Es ist der 23. April 2020. Deutschland steckt mitten in der ersten Welle der Corona-Pandemie, und kaum ein Ort steht so im Fokus wie die Intensivstationen. Für dieses Corona-Spezial haben wir Carsten Hermes eingeladen – Fachkrankenpfleger für Anästhesie- und Intensivpflege, Praxisanleiter und damals Sprecher der Sektion Pflege der Deutschen Gesellschaft für internistische Intensivmedizin und Notfallmedizin (DGIIN). Er studierte zu dieser Zeit Advanced Nurse Practitioner an der HAW Hamburg und war freiberuflich als Dozent und Berater tätig. Was er aus dem Inneren des Systems berichtet, ist ehrlich, manchmal ernüchternd – und überraschend hoffnungsvoll.

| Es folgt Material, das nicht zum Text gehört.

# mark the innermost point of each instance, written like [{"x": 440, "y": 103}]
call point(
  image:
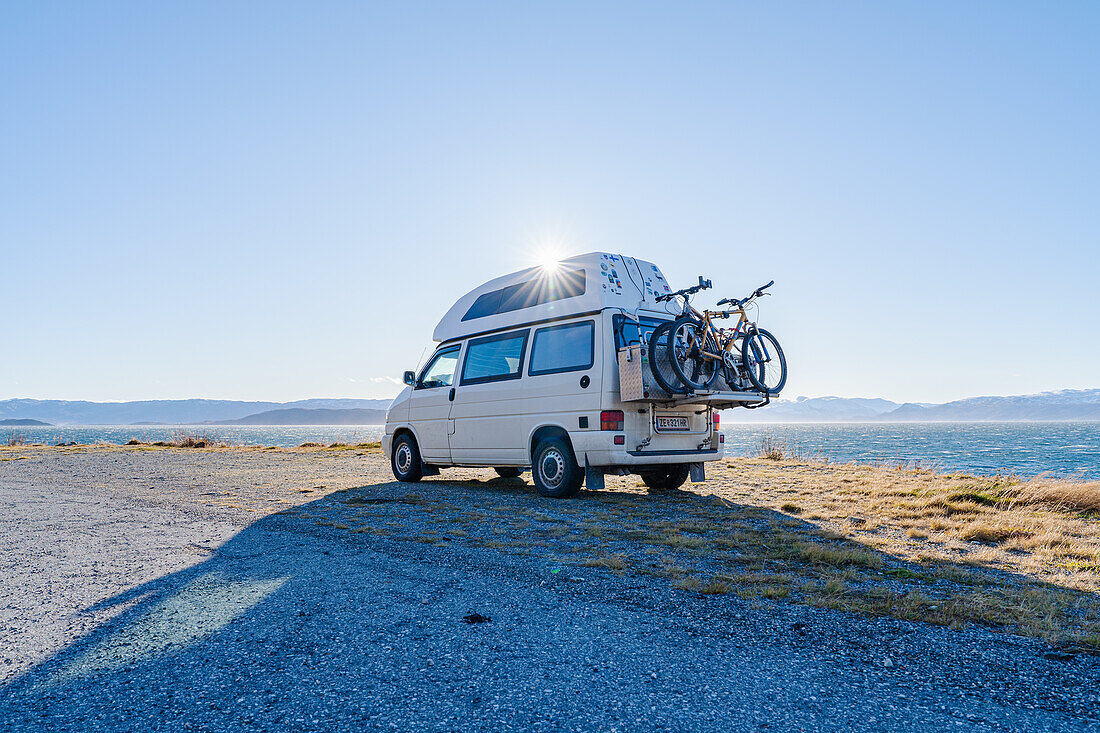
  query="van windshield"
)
[{"x": 626, "y": 329}]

Eine Berufsgruppe, die mit am Tisch sitzt

Die Sektion Pflege innerhalb der DGIIN war ursprünglich eine kleine Gruppe, bis der inzwischen verstorbene Norbert Schwabbauer die Idee hatte, sie als eigene Sektion zu etablieren. Wichtig ist Carsten dabei eines: Das Ganze versteht sich nicht als Konkurrenz zu bestehenden Berufsverbänden wie dem Verband für Fachkrankenpflege und Funktionsdienste, sondern als fachpraktische Arbeitsgruppe, die mit den Mediziner:innen auf Augenhöhe arbeitet. Genau wie auf Station, wo Pflege und Ärzt:innen Hand in Hand arbeiten. Über die Doppelmitgliedschaft in der DIVI bringt die Sektion pflegerische Themen sowohl eigenständig als auch in den interdisziplinären Dachverband ein. Als Sprecher sammelt Carsten – gemeinsam mit seinem Kollegen Tobias Ochmann – die Themen, die unter den Nägeln brennen. Und davon gab es im Frühjahr 2020 reichlich.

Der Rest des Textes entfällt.